The gap between a guilty verdict and the revocation of someone’s license varies based on a number of factors. Palazola said a guilty plea can help speed up the process, but the board still needs time to collect and certify the court documents. In many cases, these documents have to be mailed, which can further slow things down. Email and fax aren’t always an option.

Palazola said tracking down the documents may take weeks. The board also has to notify the provider that they are moving forward with disciplinary action. This usually takes up to 30 days. They also have to set up hearings and gather board members to make sure everyone’s on the same page, so the process can end up taking 60 to 70 days.
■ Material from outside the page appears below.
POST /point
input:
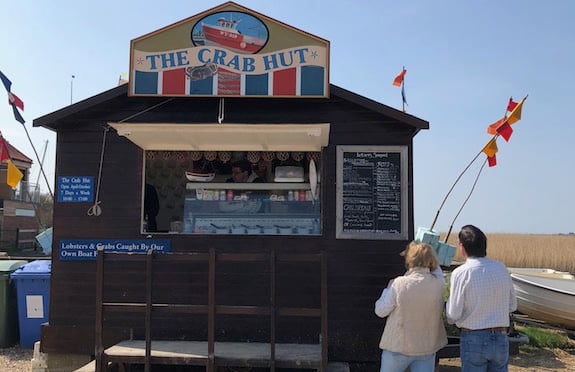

What If the Provider Poses an Immediate Danger to the Public?

Palazola added that the Texas Medical Board has the authority to immediately terminate a provider’s license if they can prove they are a threat to the public. He said they normally do this anywhere from 40 to 50 times a year.

To do this, the board has to prove the violation in question was more than likely to occur again and that the provider poses an ongoing threat to patient safety. Things usually move faster when dealing when assault or sexual assault cases, but it’s not usually the case when it comes to fraud. The judge may limit the provider’s ability to practice until the criminal process can play itself out, but proving immediate harm to the public is usually more difficult.

Palazola said that the board can review prior disciplinary action when reviewing a complaint, but they still have to give the provider a chance to respond to the claims before taking away their license.

For now, Dr. Syed is still practicing medicine in Texas even though he is set to report to prison in just a few months.